TMM: In what ways has your music evolved since releasing your debut EP, A Little Awkward, a few years ago?
HK:
I feel like as a person I have grown (and am still growing) so I have more to write about and I’m becoming more confident in my ideas. I do feel I am still finding my voice and developing my sound but I love incorporating soulful melodies and guitar within the tracks. I’ve also been working on producing which is exciting — to be able to record and track my own ideas.

TMM: What was the songwriting process like for your newest release, Hardwired Mixtape? Do you usually write stream-of-consciousness then refine the result or do you have a more structured approach?
HK:
“Hardwired” began in my bedroom with a few lyric ideas that I had voice memo’d and saved in my phone. The lyrics came to life from a conversation I had with my cousin about relationships. I played the unfinished song on piano for my family and ended up flying to LA a few days later. I played the song for a friend of mine, Maggie Peake, and she helped me to finish the song. I think the verses felt like a stream-of-consciousness because it was me opening up about how I felt at the time — a lot of the song feels like I’m just talking. I have a difficult time when I start thinking about structure. I feel I’m most inspired and create best when I think less.

TMM: Something I’ve noticed on Hardwired is how much unease and uncertainty finds its way into your lyrics. Were these motifs intentional or do you find that they naturally have a home in your work?
HK:
The concepts for each song weren’t intentionally written for the whole body of work, but indecisiveness and uncertainty are reoccurring concepts because I find myself feeling those ways a lot. “Hardwired” was the last song to be written and I feel like it ties all of the songs together. We had a lot of songs to choose from and there just happened to be similar lyrics even though some of the songs are from three years ago.

TMM: I read in an interview with Atwood Magazine that you saw most of yourself in “Hardwired.” Songwriting is obviously so cathartic to artists in the way that it sort of expels a part of your soul to make a home in public, but does it ever feel too close for comfort to share your most personal pieces? 
HK:
I remember singing "Hardwired" during the writing process when it only had a verse and half of the chorus written. I played it on piano for my family and it was tough to get through. I think being honest in my lyrics is very important though — if I’m singing about something I don’t really connect with, you’re going feel that.

TMM: The interludes on Hardwired are so beautiful and so surprising -- what was the thought process behind choosing which piece bridged the next?
HK:
Thank you! I have a lot of ideas and sometimes became so attached to the original demo that I want to keep them as is. Songs like “Hold Me” and “Fake A Laugh” feel complete even though they are around a minute long. It took me awhile to figure out which order felt the best but after playing the track list though five million times, I found a way to make each song transition into the next.

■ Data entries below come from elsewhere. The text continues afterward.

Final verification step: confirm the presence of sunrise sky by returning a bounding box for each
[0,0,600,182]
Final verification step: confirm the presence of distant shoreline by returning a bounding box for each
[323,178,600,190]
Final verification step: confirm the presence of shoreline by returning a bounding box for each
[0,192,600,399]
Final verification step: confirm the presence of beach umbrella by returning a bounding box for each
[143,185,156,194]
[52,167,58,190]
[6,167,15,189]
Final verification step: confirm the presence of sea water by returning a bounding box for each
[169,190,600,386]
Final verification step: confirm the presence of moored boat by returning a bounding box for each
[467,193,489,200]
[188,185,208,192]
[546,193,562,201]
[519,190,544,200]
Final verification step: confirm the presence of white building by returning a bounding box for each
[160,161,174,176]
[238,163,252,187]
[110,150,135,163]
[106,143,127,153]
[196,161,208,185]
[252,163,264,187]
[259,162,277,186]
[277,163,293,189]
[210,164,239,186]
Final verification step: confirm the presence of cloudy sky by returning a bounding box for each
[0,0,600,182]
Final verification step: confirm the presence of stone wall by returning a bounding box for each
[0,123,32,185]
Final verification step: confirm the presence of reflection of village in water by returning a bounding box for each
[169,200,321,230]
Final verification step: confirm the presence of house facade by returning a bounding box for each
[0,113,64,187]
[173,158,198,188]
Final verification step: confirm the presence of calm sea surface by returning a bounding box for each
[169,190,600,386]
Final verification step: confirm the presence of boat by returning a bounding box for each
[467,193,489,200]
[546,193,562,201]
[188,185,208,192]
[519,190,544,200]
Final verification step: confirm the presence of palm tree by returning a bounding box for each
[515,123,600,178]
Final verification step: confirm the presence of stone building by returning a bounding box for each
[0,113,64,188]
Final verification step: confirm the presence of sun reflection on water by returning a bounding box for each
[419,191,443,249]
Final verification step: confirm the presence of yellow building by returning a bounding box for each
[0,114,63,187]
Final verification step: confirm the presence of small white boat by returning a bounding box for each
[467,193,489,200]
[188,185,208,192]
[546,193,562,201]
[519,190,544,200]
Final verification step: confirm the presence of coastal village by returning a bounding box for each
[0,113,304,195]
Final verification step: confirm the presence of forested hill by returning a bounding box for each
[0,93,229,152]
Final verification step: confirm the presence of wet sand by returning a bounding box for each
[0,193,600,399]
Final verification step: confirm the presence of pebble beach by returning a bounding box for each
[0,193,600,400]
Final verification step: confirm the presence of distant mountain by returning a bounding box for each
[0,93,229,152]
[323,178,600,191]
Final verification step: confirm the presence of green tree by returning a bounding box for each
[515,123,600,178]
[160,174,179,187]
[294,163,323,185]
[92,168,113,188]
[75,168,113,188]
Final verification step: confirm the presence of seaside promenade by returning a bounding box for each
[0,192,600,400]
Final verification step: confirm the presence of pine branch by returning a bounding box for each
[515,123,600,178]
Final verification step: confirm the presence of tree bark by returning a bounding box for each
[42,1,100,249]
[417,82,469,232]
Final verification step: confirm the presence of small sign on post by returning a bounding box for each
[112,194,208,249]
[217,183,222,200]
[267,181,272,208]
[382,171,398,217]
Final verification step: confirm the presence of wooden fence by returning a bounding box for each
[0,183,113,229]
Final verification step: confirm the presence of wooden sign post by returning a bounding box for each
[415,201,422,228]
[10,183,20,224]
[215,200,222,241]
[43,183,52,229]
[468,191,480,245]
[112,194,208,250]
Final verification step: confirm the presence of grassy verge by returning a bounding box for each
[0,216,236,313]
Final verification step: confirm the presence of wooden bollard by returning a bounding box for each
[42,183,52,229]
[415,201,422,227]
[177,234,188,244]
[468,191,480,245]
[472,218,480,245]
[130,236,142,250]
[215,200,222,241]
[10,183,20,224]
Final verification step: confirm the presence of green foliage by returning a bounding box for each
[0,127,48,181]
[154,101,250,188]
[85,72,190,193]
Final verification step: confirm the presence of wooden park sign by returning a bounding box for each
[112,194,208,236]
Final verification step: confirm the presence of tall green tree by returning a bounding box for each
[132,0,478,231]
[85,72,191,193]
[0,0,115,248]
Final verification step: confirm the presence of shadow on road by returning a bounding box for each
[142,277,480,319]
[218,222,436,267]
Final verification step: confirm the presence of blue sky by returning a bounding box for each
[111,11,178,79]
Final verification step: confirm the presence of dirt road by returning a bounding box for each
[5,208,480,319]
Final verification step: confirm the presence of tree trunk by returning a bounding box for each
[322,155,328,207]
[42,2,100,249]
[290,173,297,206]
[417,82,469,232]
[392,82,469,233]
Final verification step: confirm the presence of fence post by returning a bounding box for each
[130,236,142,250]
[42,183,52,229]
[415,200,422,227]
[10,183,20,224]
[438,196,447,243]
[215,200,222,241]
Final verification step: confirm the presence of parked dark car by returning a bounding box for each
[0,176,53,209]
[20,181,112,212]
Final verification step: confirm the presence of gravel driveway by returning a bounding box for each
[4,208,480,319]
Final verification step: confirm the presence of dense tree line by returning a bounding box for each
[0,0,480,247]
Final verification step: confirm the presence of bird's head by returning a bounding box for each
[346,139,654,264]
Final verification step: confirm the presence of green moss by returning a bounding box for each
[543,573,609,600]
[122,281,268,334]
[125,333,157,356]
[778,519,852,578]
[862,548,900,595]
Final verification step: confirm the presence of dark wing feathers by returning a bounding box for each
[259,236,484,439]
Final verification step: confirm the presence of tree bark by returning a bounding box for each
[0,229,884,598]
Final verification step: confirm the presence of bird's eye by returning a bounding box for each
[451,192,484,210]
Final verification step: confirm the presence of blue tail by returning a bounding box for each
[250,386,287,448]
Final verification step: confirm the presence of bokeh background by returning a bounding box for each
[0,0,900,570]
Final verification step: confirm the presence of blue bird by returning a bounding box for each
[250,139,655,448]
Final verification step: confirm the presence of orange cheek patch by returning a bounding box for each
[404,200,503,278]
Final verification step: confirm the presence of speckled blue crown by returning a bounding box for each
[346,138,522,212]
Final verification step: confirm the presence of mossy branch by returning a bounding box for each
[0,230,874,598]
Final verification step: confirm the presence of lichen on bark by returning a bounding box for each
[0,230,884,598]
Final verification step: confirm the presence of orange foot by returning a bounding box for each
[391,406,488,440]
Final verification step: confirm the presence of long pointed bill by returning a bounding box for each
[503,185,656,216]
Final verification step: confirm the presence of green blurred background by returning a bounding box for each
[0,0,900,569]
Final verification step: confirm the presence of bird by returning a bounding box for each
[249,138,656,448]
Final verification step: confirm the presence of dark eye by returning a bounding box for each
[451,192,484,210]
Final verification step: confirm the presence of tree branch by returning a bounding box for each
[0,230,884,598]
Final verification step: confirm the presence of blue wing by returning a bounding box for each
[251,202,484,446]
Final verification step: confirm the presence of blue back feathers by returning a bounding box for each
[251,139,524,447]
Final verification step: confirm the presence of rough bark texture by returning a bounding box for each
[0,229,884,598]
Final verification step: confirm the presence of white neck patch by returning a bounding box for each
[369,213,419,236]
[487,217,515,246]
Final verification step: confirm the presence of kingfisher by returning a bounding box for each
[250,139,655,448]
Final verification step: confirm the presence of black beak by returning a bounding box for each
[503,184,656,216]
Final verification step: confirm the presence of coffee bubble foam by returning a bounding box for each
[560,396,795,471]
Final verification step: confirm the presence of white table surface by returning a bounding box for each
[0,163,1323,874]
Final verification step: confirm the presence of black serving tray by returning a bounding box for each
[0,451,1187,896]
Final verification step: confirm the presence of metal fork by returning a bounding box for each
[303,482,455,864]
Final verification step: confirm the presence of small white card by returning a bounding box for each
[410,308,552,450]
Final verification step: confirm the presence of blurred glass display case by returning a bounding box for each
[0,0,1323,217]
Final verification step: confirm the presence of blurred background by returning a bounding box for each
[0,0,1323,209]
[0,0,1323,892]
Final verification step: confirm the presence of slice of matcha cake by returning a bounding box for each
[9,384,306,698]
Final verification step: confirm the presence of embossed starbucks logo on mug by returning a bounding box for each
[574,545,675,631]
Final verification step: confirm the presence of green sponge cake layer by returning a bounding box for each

TMM: “Fake A Laugh” completely stuns me -- it’s my pick for most soul-snatched track on Hardwired Mixtape. It’s evil to ask, I know, but is there one track off the record you’ve felt closest to or even most surprised by?
HK:
Thank you so much. I always love playing “Fake a Laugh” live because it’s the only song in the set that I play on ukulele. I do feel like “Hardwired” is a song that I feel very connected to — it’s an emotional one to sing because it is so personal.

TMM: Who are three musicians you think the world needs to hear ASAP? 
HK:
I really love Amber Mark, Yebba, and Tierra Whack. They are all incredible artists.

The Music Mermaid: Finally, what’s next for you? 
Hailey Knox:
I’m working on music! I have a lot of new songs that I can’t wait to release and play live on my upcoming tour with Bailen.